Euro­päi­sches Nachlasszeugnis in Deutsch­land und Ita­li­en

Ab dem 17. August 2015 ist die Ver­ord­nung (EU) Nr. 650/2012 in Kraft getre­ten, mit wel­cher die Ertei­lung eines Euro­päi­schen Nach­lass­zeug­nis­ses (ENZ) in allen Mit­glied­staa­ten der Euro­päi­schen Uni­on ein­ge­führt wur­de: ein Euro­päi­scher Erb­schein zum Nach­weis der Erben­stel­lung der in der Erb­fol­ge betei­lig­ten Per­so­nen.

Wir waren eine der ers­ten deutsch-ita­lie­ni­schen Kanz­lei­en, die sowohl in Deutsch­land als auch in Ita­li­en ihre Man­dant­schaft unter­stützt hat, ein euro­päi­sches Nachlasszeugnis zu bean­tra­gen.

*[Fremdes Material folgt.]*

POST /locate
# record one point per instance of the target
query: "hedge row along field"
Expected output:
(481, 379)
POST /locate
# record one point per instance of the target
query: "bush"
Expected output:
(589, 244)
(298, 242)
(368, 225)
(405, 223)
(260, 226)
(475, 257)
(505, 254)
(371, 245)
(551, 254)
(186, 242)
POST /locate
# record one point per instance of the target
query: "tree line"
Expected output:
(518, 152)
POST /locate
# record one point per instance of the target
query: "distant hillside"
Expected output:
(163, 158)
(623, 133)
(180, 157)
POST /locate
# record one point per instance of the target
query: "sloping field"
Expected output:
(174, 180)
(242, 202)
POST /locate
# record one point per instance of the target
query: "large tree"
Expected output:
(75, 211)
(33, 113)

ENZ und Euro­päi­scher Erb­schein

Ent­stan­den ist es mit der Absicht, die grenz­über­schrei­ten­den Erb­fäl­le ange­sichts der ver­schie­de­nen im Rah­men der Zustän­dig­keit und des anwend­ba­ren Rechts gel­ten­den Vor­schrif­ten sowie auf­grund der Viel­zahl der betrof­fe­nen Behör­den ein­heit­lich zu regeln. Es ermög­licht Erben, Ver­mächt­nis­neh­mern, Tes­ta­ments­voll­stre­ckern und Nach­lass­ver­wal­tern, im Aus­land, d.h. in einem ande­ren EU-Mit­glied­staat, ihre Stel­lung und die jewei­li­gen Ansprü­che bzw. die Befug­nis­se und Ver­fü­gungs­macht in einer Erb­schafts­an­ge­le­gen­heit gel­tend zu machen, die ein ande­res Land mit ein­be­zieht als das, des­sen Recht die Erb­fol­ge unter­liegt.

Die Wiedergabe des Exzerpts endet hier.